How to investigate Oban jobs stuck in 'available' state, across all queues?

Hi! :wave:

This weekend I experienced jobs accumulating in a state available across all queues. We run a two-node setup. One of them was the leader while jobs were accumulating (checking with Oban.Peer.leader?/1), and none of the queues were paused (checking with Oban.check_queue/2). All Oban config is fairly default (the :peer option is not set, two plugins: Cron and Pruner).

Unfortunately I had no time to investigate. Respawning two new nodes (we’re on k8s) solved the issue and jobs were being processed again.

I want to prevent this in the future, but I’m not sure what I can do next time to get to the bottom of this. I checked the troubleshooting guide, but I don’t think there is something in there for this situation (I’m not using PgBouncer for example). I read something about the Stager modes (local vs global), but I’m not sure how to query for that (and if it’s useful information at all).

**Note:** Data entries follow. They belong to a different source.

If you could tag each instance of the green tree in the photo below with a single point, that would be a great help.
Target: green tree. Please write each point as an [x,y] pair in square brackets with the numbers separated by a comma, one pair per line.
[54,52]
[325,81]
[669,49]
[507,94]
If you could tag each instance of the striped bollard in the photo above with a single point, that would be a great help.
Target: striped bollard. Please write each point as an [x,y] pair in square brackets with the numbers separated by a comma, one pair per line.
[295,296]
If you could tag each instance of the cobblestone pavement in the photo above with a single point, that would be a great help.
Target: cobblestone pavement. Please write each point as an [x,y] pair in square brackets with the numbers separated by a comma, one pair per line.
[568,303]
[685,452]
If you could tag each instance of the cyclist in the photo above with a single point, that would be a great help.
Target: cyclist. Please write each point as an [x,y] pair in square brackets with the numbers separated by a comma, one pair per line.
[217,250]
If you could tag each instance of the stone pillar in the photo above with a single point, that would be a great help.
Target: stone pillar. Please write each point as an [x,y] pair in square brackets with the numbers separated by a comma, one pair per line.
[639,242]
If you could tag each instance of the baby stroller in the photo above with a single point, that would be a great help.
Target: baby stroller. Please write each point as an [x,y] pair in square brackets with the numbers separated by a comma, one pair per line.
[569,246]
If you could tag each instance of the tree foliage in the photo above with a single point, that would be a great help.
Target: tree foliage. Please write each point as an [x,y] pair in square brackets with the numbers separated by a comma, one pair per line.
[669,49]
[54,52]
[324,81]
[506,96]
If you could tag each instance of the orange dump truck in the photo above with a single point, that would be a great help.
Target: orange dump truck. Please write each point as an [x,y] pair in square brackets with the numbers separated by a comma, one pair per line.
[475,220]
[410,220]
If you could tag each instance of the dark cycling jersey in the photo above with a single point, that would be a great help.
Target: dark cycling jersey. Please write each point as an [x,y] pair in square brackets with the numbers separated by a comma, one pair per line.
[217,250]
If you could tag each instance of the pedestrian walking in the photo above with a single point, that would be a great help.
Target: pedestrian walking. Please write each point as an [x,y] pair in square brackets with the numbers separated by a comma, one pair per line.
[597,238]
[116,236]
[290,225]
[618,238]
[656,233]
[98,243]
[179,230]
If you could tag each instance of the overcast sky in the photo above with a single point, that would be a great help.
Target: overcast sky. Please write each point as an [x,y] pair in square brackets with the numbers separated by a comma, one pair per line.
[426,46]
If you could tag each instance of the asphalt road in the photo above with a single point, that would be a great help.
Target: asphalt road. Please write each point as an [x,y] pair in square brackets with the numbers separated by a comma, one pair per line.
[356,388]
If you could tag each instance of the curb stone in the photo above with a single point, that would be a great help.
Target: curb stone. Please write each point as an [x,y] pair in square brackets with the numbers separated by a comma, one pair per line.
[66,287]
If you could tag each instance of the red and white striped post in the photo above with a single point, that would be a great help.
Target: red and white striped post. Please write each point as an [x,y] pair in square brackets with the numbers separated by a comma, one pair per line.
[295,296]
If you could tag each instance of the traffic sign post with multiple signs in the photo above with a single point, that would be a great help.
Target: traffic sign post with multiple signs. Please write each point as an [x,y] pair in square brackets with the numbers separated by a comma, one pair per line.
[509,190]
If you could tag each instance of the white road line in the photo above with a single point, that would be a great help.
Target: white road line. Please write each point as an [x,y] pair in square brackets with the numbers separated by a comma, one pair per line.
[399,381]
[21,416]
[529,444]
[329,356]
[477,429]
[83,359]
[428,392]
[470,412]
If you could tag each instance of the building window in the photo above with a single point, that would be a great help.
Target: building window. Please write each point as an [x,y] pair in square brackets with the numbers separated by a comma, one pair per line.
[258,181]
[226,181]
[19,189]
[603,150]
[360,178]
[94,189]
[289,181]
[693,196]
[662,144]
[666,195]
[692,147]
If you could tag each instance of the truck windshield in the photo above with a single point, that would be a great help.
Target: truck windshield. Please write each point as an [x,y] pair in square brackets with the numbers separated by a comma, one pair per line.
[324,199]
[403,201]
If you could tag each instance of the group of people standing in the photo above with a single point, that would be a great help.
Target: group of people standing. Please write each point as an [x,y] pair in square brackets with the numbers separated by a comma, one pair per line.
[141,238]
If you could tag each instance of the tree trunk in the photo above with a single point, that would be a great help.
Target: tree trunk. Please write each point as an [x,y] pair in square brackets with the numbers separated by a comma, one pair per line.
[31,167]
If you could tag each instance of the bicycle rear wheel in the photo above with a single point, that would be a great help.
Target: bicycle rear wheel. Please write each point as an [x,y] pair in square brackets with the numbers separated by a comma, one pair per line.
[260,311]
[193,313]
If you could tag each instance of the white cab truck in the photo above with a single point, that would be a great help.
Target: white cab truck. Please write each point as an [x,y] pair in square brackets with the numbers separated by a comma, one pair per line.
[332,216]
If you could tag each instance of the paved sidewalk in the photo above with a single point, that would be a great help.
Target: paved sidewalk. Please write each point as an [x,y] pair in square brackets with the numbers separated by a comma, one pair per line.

Without a running instance it’s difficult to say what the problem may have been. The fact that restarting got things running again points to an ephemeral issue, rather than something with the jobs table itself.

That would be useful information because it would indicate whether the nodes were able to communicate with eachother, and whether the stager “thought” it was notifying queues about available jobs. Staging events are included in the default logger (and is recommended as part of the Ready for Production guide).

1 Like

We only log job-related events right now, so we’re missing out on other events. That’s something actionable I can fix. Thanks for the suggestion!

My first idea was to attach handlers for all events that end with :exception, but that might be a bit too much. I’ll start with the ones that are listed in the default logger. Are there any other events you think of that might be of interest for this exact use-case?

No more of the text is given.